Before Snyder, P.J., Brown and Anderson, JJ.
¶1 PER CURIAM. Christian J. Steinhaus appeals from a judgment convicting him of felony bail jumping and from an order denying credit for time served in prison on a subsequently imposed probation term for the same crime. Wisconsin law does not support this claim, and we affirm the circuit court’s refusal to reduce the probation term to reflect time served in prison. We also affirm the judgment of conviction.
¶2 The circuit court originally sentenced Steinhaus to a four-year term for felony bail jumping. After Steinhaus served approximately nine months of the sentence, the court vacated the original four-year sentence and placed Steinhaus on four years of probation[1] commencing on the date of the resentencing hearing. The court did not award credit against the probation term for the time Steinhaus served on the original prison sentence. Steinhaus sought resentencing and argued that his prison time should be credited against the four-year probation term. The court denied the motion, noting that the four-year probation term keeps Steinhaus within the department of corrections’ control and supervision for the same period as the original four-year sentence.
¶3 On appeal, Steinhaus renews his argument that Wis. Stat. § 973.04 (2005-06)[2] and equitable considerations warrant reducing his probation term by the amount of time he spent in prison on the original sentence. Section 973.04 states:
When a sentence is vacated and a new sentence is imposed upon the defendant for the same crime, the department shall credit the defendant with confinement previously served.
¶4 The interpretation of a statute presents a question of law that we decide independently of the circuit court. State v.

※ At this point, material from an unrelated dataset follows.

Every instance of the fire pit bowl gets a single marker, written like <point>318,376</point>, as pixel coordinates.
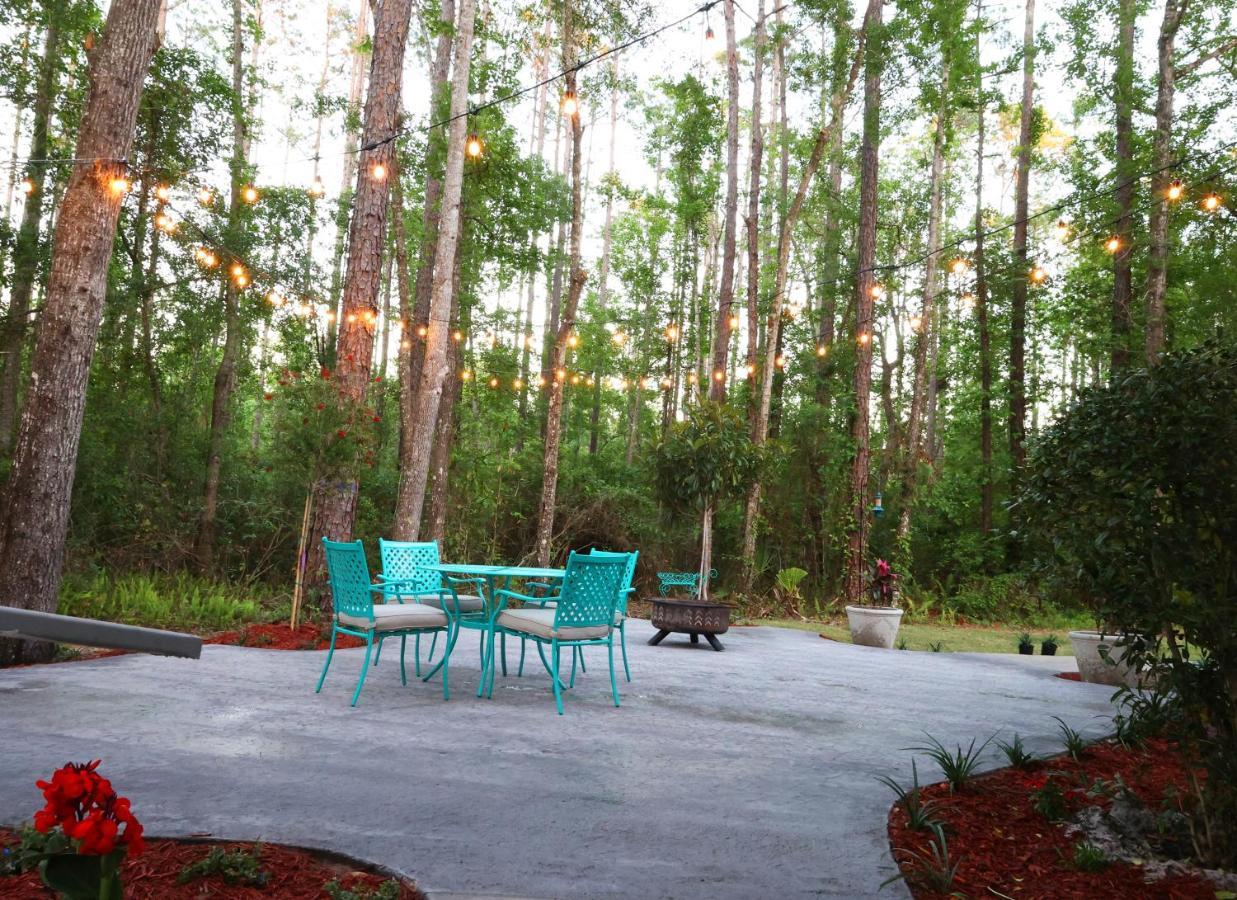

Stenklyft, 2005 WI 71, ¶7, 281 Wis. 2d 484, 697 N.W.2d 769. Wisconsin Stat. § 973.04 speaks in terms of a “sentence.” Probation is not a sentence. State v. Maron, 214 Wis. 2d 384, 389-91, 571 N.W.2d 454 (Ct. App. 1997). “Sentence” has long been held to exclude a term of probation. The legislature is presumed to know the meaning of the words it selects, and we presume that the legislature chooses its terms carefully and with precision to express its meaning. Johnson v. City of Edgerton, 207 Wis. 2d 343, 351, 558 N.W.2d 653 (Ct. App. 1996). We further “presume that the legislature acts with full knowledge of existing case law when it enacts a statute.” State v. Grady, 2006 WI App 188, ¶9, 296 Wis. 2d 295, 722 N.W.2d 760, review granted, 2007 WI 16, 727 N.W.2d 34 (No. 2005AP2424-CR). In other words, the probation term is not a “new sentence” within the meaning of § 973.04. We conclude that § 973.04 does not entitle Steinhaus to credit on his probation term for confinement previously served.
¶5 Finally, we note that the circuit court had the discretion to modify the probation term in response to Steinhaus’ arguments. The court stated its reasons for imposing the four-year probation term and declining to reduce that term by the time spent in prison on the original sentence. Steinhaus did not convince the circuit court that a reduction in the probation term was warranted.
By the Court.—Judgment and order affirmed.
This opinion will not be published. See Wis. Stat. Rule 809.23(1)(b)5.